Based on the method provided in the fourth aspect, the first message may be used to trigger the first tag to send the second message, so that the first access network device performs positioning measurement based on the signal carrying the second message, to position the first tag.

In a possible implementation, the method further includes switching a switch in the first tag to a first location based on the first message, so that the first tag directly reflects the received message, that is, directly reflects the signal carrying the message.

Based on the foregoing possible implementation, the first tag may be in a reflection mode. In the reflection mode, the first tag may not parse the received message, but directly reflect the received signal, to reduce a communication delay and reduce power consumption of the first tag.

In a possible implementation, the first message is a selection message, an acknowledgment message, a query message, a query message-like message, a message for triggering the first tag to send a reflection signal, a positioning message, or a sequence number request message.

Based on the foregoing possible implementation, a plurality of types of messages may be used to trigger the first tag to reflect or reply to the received message. It may be understood that, when the first message is the message for triggering the first tag to send the reflection signal, after receiving the first message, the first tag switches the switch to a reflection location, for example, the first location, so that the first tag directly reflects the received signal. In this case, the second message is the reflection signal.

In a possible implementation, the second message is a reflection message for the first message, or the second message carries an identifier of the first tag, a random number, a sequence number, a check code, random number-like information, sequence number-like information, or check code-like information.

Based on the foregoing possible implementation, the first access network device may perform positioning measurement on the reflection message for the first message, or the message that carries the identifier of the first tag, the random number, the sequence number, the check code, the random number-like information, the sequence number-like information, or the check code-like information, to position the first tag. It may be understood that, when the first message is the selection message, the acknowledgment message, the query message, the query message-like message, the positioning message, or the sequence number request message, the second message is the message that carries the identifier of the first tag, the random number, the sequence number, the check code, the random number-like information, the sequence number-like information, or the check code-like information.

In a possible implementation, the receiving a first message includes receiving the first message from a core network element, or receiving the first message from the first access network device.

Based on the foregoing possible implementation, a core network device or the first access network device may trigger the first tag to reflect or reply to the received message.
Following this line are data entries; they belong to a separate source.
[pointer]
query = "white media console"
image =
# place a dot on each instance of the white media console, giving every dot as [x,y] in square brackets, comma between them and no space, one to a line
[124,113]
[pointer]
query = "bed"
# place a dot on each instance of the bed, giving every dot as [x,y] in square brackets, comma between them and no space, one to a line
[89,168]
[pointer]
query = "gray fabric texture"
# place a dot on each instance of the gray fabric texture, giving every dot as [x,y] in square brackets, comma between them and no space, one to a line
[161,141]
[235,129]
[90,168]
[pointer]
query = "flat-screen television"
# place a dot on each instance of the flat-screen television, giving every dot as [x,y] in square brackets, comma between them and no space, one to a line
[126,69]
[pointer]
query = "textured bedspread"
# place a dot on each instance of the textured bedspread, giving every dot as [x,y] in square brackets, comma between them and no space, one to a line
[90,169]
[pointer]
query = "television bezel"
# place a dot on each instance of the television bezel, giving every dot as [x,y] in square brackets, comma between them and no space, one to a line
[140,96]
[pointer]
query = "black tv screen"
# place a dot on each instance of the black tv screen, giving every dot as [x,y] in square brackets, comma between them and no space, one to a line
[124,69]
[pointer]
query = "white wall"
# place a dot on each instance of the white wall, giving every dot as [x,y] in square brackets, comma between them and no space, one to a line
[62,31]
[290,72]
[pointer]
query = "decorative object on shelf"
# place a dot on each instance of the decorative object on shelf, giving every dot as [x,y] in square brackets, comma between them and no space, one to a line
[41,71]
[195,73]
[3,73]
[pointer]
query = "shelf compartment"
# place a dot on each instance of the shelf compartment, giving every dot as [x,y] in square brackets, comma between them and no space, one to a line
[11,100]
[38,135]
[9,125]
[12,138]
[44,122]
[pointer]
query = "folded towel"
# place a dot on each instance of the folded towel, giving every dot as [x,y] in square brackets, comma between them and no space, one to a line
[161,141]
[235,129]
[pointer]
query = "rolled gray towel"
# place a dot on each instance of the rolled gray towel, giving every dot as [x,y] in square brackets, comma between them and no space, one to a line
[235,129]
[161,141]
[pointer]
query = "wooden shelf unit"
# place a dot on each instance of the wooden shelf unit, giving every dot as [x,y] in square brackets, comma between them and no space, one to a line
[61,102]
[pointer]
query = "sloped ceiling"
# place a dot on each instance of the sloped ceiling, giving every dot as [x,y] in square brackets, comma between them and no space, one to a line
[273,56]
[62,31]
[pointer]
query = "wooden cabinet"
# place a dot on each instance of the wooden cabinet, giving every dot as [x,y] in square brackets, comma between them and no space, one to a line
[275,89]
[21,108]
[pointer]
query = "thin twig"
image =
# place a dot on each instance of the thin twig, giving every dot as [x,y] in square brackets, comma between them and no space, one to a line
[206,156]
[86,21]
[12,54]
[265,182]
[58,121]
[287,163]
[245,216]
In a possible implementation, the core network element is an access and mobility management function network element, an LMF network element, or a TMF network element.

Based on the foregoing possible implementation, the access and mobility management function network element, the LMF network element, or the TMF network element may all trigger the first tag to reflect or reply to the received message.

According to a fifth aspect, a communication apparatus is provided, and the communication apparatus may be configured to implement the foregoing method. The communication apparatus may be the TMF network element in the first aspect, or an apparatus including the TMF network element, or the communication apparatus may be the LMF network element in the second aspect, or an apparatus including the LMF, or the communication apparatus may be the first access network device in the third aspect, or an apparatus including the first access network device, or the communication apparatus may be the first tag in the fourth aspect, or an apparatus including the first tag. The communication apparatus includes a corresponding module, unit, or means for implementing the foregoing method. The module, unit, or means may be implemented by hardware, software, or hardware executing corresponding software. The hardware or the software includes one or more modules or units corresponding to the foregoing function.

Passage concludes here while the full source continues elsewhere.